会社に「自己肯定感ガチャ」が設置された経緯を、Suzuさんは次のように説明している。

「ありがとう」と言われた、というのはその人が誰かを助けたということ。そう言われるとちょっと気恥ずかしかった「ありがとう」の瞬間も、誇らしく感じられそうだ。

24日、 Jタウンネット編集部の取材に応じたSuzuさんによると、「自己肯定感ガチャ」は4月上旬に始まった取り組み。
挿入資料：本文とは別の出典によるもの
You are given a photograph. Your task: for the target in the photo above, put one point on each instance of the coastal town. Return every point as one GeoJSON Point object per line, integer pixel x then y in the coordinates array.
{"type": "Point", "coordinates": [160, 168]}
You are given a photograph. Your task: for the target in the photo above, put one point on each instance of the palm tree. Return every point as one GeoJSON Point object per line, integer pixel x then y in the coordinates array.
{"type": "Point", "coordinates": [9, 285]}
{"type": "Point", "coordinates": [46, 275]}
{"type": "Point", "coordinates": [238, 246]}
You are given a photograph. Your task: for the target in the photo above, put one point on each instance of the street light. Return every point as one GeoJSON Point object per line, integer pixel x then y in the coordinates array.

「ありがとう」や「すごい」は社内のグループラインで共有されているそうだ。

例えば、

「●●さんが忙しいのに、社用車駐車のときに後方の誘導をしてくれた!ありがとう!」
「工場の製造係、急ぎの案件すぐに製作してくれてありがとう!」

など内容をラインに投稿するのだ。これを社長が見て、コインを渡すに値する「ガチャ案件」かどうかを判断するという。
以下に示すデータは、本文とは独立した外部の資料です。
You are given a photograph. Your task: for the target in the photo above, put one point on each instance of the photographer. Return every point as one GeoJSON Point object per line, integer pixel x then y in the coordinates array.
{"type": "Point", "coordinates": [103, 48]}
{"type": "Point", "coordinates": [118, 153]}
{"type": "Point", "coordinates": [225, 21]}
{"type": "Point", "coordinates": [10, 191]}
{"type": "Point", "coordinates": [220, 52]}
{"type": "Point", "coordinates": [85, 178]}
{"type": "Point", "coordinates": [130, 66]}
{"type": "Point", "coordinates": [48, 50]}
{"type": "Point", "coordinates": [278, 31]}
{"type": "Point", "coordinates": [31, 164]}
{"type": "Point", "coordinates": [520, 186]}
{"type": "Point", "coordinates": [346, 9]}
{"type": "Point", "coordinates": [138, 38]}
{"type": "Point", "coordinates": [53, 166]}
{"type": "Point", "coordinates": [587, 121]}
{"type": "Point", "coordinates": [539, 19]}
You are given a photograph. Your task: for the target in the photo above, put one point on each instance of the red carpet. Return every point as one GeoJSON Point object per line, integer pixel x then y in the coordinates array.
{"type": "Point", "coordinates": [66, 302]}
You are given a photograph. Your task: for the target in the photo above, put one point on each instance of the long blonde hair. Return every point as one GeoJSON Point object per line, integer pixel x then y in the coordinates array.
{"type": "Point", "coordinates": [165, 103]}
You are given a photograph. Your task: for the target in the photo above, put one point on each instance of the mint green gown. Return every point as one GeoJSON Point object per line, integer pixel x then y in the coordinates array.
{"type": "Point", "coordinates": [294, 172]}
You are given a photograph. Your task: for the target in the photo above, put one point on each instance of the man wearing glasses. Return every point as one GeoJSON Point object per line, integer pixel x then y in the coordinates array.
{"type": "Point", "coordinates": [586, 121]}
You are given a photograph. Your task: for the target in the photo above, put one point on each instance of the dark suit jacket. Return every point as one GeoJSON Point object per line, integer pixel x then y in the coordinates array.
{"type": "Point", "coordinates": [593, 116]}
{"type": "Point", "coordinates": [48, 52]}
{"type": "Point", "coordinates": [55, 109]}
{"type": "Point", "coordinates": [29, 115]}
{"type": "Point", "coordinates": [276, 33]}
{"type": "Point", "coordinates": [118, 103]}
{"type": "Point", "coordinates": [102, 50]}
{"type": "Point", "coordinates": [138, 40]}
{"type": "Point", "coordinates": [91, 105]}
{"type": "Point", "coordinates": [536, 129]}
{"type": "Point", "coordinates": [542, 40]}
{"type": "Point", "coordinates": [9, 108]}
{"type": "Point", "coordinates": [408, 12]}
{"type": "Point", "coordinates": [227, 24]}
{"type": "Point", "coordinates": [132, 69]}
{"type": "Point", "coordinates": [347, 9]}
「お客さんからの『ありがとう!』は営業担当が現場で聞いてきたものを同じくグループラインに報告する、と言う形で申告しています。
ちなみに今まで申告のあった『ありがとう!』『すごい!』は100%ガチャ案件になってます。笑」

とSuzuさん。1日に複数の「ガチャ案件」が生まれる日もあるそうだ。

「自己肯定感ガチャ」の制度が始まって、職場で何か変わったことはあったか尋ねてみると、

「まず、単純に明るくなりました。ガチャを回すときなんかは、その時いる社員全員で見守る、と言う謎の行事にもなりつつあります。笑
また、ガチャで引いた金額で一喜一憂してちょっとしたイベント感も味わえて、楽しめています!
社員一人ひとりが『自分のしたことで他の人を助けている!』という意識もついたように思いますので、文字通り、自己肯定感の向上に繋がっていると感じています!
自己肯定感ガチャのお陰で他の人に『ありがとう』と声を出して言いやすくなったとも感じています!」

とのこと。

「すごい!」や「ありがとう!」を素直に喜べなくても「ガチャに挑戦できる!」はきっと楽しい。それを繰り返しているうちに褒め言葉や感謝を受け入れられるようになりそうだし、他の人に対してもナチュラルに言えるようになるかもしれない。

なんだか最近周りがピリピリしているな...と感じている人は、「自己肯定感ガチャ」の導入を検討してみてはいかがだろうか。